Berta se echó a reír aturdida.

—Qué cosas tienes, mamá. Mi porvenir… Hablas de ello como si fuera una cría.

—Eres una mujer.

—Con dos hijos y una gran tristeza en el alma.

—¿Sabes por qué? Porque no tienes una compañía.

—Mis hijos…

—Tus hijos buscarán pronto la suya. Y entonces será mucho más dolorosa la soledad. No hagas caso, Berta, procura ser feliz con ese hombre…

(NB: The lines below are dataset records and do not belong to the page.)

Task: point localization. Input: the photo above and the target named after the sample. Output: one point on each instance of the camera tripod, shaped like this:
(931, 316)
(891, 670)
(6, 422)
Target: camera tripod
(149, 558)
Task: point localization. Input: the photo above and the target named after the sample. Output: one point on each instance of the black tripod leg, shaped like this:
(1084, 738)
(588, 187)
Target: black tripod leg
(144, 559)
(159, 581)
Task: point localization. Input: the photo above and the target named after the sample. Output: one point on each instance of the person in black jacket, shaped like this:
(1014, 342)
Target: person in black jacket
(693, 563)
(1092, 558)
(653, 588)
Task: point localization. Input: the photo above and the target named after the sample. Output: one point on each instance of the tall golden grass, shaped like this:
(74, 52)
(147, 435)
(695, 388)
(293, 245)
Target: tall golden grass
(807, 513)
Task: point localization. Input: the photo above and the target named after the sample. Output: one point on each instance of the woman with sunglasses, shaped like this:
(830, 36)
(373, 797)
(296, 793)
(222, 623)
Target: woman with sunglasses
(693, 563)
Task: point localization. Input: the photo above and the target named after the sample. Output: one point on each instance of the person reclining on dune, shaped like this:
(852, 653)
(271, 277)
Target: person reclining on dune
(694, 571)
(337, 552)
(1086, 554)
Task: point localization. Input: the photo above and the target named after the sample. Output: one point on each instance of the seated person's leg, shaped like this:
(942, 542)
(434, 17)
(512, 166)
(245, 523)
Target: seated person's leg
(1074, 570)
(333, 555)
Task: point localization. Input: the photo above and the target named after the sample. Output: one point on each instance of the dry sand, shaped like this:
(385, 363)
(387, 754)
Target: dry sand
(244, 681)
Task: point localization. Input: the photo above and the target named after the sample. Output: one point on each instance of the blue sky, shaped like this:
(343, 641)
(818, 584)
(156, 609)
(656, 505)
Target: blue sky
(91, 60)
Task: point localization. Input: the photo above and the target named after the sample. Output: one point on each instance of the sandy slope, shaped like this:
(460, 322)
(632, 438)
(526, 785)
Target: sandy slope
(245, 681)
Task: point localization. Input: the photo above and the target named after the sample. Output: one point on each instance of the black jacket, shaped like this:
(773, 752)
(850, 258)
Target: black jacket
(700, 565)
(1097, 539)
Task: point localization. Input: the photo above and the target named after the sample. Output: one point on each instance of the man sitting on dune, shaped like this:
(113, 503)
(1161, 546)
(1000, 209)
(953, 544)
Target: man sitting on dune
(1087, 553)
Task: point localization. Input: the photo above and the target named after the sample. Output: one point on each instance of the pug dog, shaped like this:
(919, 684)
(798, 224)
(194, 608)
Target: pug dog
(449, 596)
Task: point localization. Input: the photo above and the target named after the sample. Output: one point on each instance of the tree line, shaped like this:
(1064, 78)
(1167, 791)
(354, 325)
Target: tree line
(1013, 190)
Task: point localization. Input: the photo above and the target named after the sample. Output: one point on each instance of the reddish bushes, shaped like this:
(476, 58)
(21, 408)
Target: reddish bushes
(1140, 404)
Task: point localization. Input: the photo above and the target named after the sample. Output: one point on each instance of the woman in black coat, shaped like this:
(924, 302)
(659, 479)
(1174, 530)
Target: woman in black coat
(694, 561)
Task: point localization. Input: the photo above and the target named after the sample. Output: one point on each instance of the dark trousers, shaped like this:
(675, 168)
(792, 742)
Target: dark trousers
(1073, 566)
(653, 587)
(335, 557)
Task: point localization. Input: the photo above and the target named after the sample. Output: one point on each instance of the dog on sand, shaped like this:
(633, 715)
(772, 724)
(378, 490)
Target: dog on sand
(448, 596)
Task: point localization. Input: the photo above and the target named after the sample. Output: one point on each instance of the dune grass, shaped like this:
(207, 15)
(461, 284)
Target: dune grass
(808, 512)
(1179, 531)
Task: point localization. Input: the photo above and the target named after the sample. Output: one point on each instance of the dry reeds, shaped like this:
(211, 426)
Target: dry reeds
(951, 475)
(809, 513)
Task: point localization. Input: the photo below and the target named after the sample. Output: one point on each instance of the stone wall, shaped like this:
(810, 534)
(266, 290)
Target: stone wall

Berta se puso en pie. Frente al ventanal quedó inmóvil. Por un instante la dama tuvo ansias de decirle que su hijo había estado allí tres días antes y añadir: «Figúrate si es egoísta que ha venido a prohibirte que seas feliz con un hombre que te ama».

—Berta —preguntó cambiando el giro de la conversación—, ¿qué sabes de Ana?

—Está muy contenta.

—¿Y de Pedro?

—Supongo que vendrá muy pronto.

—Ese ya tiene novia.

—No sé.

—¿No te lo dijo tu hermano?

—No lo recuerdo, mamá.

—Hija mía, parece que estás en las nubes.

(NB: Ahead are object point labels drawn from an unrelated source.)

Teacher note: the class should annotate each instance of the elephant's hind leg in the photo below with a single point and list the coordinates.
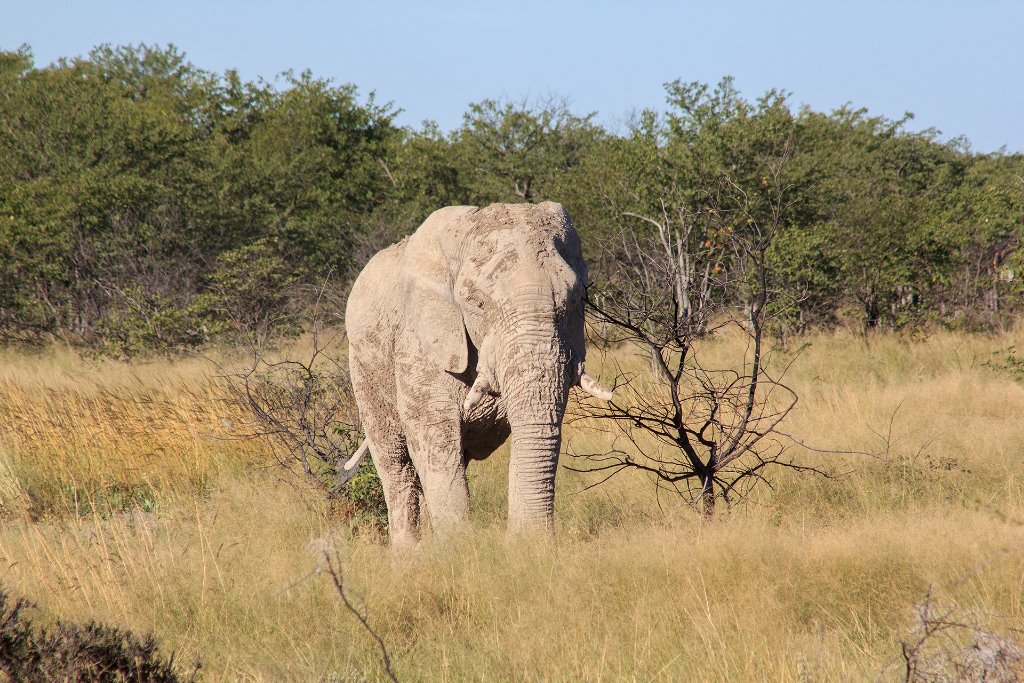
(401, 485)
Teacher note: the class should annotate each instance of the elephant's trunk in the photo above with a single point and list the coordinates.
(531, 475)
(536, 377)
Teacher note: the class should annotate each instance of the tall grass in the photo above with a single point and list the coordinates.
(814, 580)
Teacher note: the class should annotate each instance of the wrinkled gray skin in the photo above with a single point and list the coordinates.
(463, 334)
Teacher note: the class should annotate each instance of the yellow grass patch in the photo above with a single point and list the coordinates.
(816, 580)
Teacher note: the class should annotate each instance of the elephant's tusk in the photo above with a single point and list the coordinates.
(357, 456)
(480, 388)
(590, 385)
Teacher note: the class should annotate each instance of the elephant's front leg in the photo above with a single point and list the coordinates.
(436, 453)
(432, 422)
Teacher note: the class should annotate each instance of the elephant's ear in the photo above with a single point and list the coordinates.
(430, 308)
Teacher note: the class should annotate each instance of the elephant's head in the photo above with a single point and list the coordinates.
(495, 296)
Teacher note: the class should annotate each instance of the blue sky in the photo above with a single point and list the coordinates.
(957, 66)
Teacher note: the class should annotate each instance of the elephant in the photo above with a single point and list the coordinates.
(464, 334)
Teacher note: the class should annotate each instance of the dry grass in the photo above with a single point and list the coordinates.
(815, 580)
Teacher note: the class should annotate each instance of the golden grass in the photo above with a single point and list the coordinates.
(815, 580)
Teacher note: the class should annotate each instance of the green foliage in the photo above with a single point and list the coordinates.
(148, 205)
(364, 500)
(78, 652)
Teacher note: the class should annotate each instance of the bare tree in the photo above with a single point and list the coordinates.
(676, 280)
(303, 404)
(949, 643)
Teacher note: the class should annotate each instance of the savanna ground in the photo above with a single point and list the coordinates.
(125, 499)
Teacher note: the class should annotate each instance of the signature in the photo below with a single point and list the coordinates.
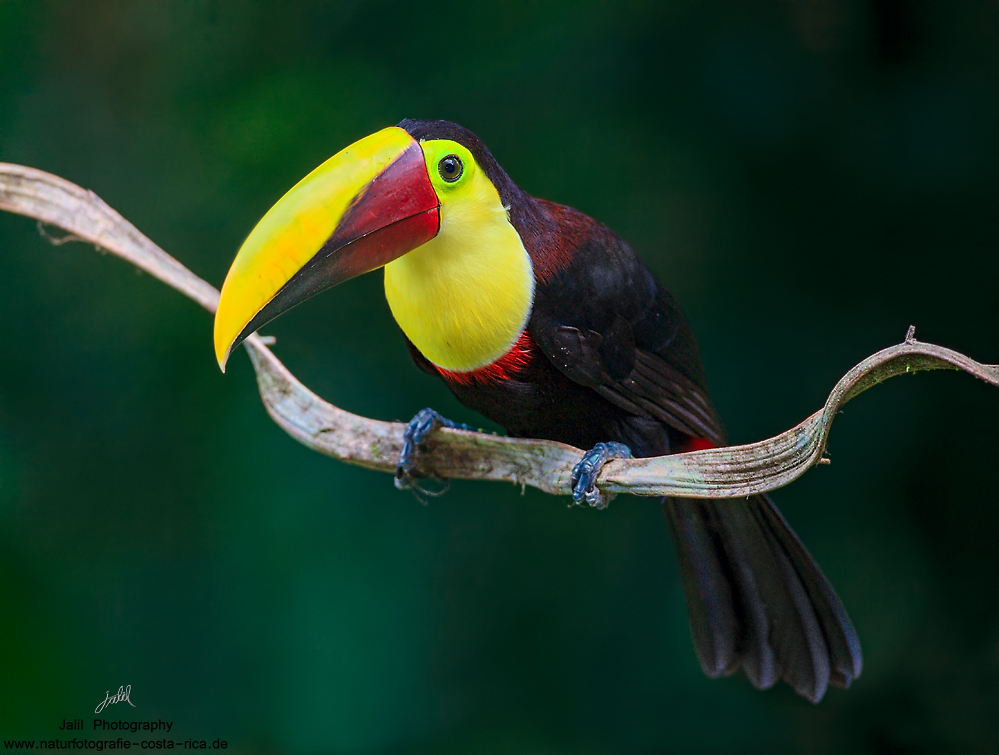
(124, 694)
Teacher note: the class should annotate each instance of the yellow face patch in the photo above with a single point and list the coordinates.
(464, 297)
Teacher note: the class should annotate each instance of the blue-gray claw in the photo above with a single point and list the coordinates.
(585, 473)
(424, 423)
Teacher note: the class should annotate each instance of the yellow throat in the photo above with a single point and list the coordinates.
(465, 296)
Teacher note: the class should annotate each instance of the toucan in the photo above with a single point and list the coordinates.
(546, 322)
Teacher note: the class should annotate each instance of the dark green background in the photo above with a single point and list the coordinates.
(808, 178)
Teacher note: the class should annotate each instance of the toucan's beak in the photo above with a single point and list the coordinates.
(361, 209)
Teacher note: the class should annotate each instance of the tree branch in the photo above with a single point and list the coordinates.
(731, 472)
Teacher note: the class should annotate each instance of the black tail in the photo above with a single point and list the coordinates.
(758, 600)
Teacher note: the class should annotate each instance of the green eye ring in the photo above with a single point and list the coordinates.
(450, 168)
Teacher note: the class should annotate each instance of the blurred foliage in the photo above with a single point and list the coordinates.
(808, 178)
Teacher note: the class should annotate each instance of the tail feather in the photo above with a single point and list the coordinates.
(757, 600)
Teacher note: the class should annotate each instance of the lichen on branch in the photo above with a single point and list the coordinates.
(731, 472)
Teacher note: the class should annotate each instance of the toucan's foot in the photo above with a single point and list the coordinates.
(584, 474)
(424, 423)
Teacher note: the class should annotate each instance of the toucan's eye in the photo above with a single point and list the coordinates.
(450, 168)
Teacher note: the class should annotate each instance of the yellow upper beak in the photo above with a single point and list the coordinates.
(362, 208)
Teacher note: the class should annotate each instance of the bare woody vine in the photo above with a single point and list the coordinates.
(731, 472)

—Tengo mucho en qué pensar.

—¿Con respecto?

Se impacientó.

—Me aturdes con tus preguntas, mamá —consultó el reloj—. Es hora de marchar. Tengo mucho trabajo en el Ropero.

—Ya veo que eludes toda conversación íntima. ¿Tampoco puedo preguntarte por León?

—Ya te contesté.

—Es verdad. ¿Cuándo volverá?

—No lo sé.

—¿Te pidió que te casaras con él?

—Mamá…

—¿Te lo pidió?

—Pero…

—Nada, nada, no contestes si no quieres, pero no olvides que soy tu madre, y que deseo que seas feliz.

—Gracias.

—No seas tan protocolaria. No te digo eso para que me des las gracias.

—¿Sabes, mamá, que ya no sé cómo tratarte?

—Con naturalidad.

—¡Oh!

—Digas lo que digas, pienses lo que pienses, yo creo que el camino verdadero para alejar esa monotonía y ser feliz, y no vivir sola el resto de tu vida, es…

—Cállate, mamá.

—¿Ves cómo piensas tú igual aunque te empeñes en no reconocerlo?